Reason V: Outflanking Them
I believe that, in the long run, openness and transparency will prevail. I believe that once people can exchange ideas freely, the modes of the state will have to change. But it’s not primarily the US Government, or any other foreign entity, who should be the instigator of change. They can provide the tools, but should do so with care. The people will do the rest. In due time, perhaps. But they will.

Digital Culture00:49, June 13, 2011

Back in 1961, President John F. Kennedy addressed the American Newspaper Publishers Association, to share with them his views on how to handle new challenges to publishing in a time of the Cold War.

Like with so much on the Internet, old things return for a second or third round, and that’s exactly what has happened to JFK’s address. This time, it’s forces challenging the status quo who invoke John F. Kennedy with the intent to prove that the iconic president would be on their side, had he lived. They latch on to the enormous cultural capital that the assassinated president has, to prove the point that the citizens of the US have lost their freedom of speech.

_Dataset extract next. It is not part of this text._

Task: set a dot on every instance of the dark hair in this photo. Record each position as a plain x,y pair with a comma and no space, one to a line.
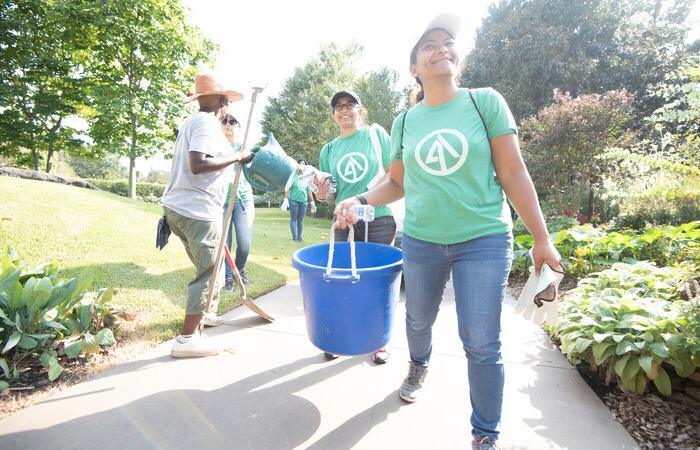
417,94
229,116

The videos have been watched more than two million times.

All the viral varieties of the speech focus on JFK’s criticism on aspects on a closed society. JFK implies that there are secret societies that must be exposed; that a democratic government must be completely transparent and that the press should be allowed total freedom.

Only problem is that JFK never said what video editors make him say. Not even close. The original speech is almost twenty minutes long. Something has been left on the cutting-room floor.

That “something” is a more nuanced message, and even some very outright controversial views on the relationship between the press and the state. And between self-restraint and censorship. The full text is, of course, available online for those who look.

WikiLeaks tweeted a link to one of these videos a few months ago, and more recently another version has been used when discussing the political uprising in Spain during the last weeks. The increasingly powerful hacker group Anonymous published a link without commentary. None of them have checked the source. If they would have, I doubt they would feel comfortable enough to pass it on. Both videos has about a million views each, yet reading the comments it’s clear that no one have reacted to the blatant falsification. So, there are two million people out there, who think they heard JFK saying something, he very definitely didn’t.

Фото на документы в Ивантеевке!

Faking JFK? I Can Do That Too!
To prove my point further, I spent half an hour in an audio editor and made my own version of the very same speech. However, I cherry-picked the parts that were not in favor of anything remotely close to a liberal view on information politics. It’s the very same JFK speech. I did not alter individual words, or even moved sentences in the chronology. I just deleted the parts that didn’t prove my point. Let’s just say, it’s quite another animal in my version. Look at the video below.

Whose Responsibility?
In a world where posting a link to Facebook or forward a link to thousands of Twitter followers is done in a heartbeat, it’s so easy to forget the most important responsibility: checking your facts before passing it on. Relaying and curating information is an important function for the net generation, but the readers rely on you. Your stories must be correct. I thought that was what scientific journalism was all about?

If facts are left unchecked and false information is relayed in an infinite loop, fed by the viral logic of the net, the Internet is just a huge gossip machine. (Not that any of us would be terribly surprised?)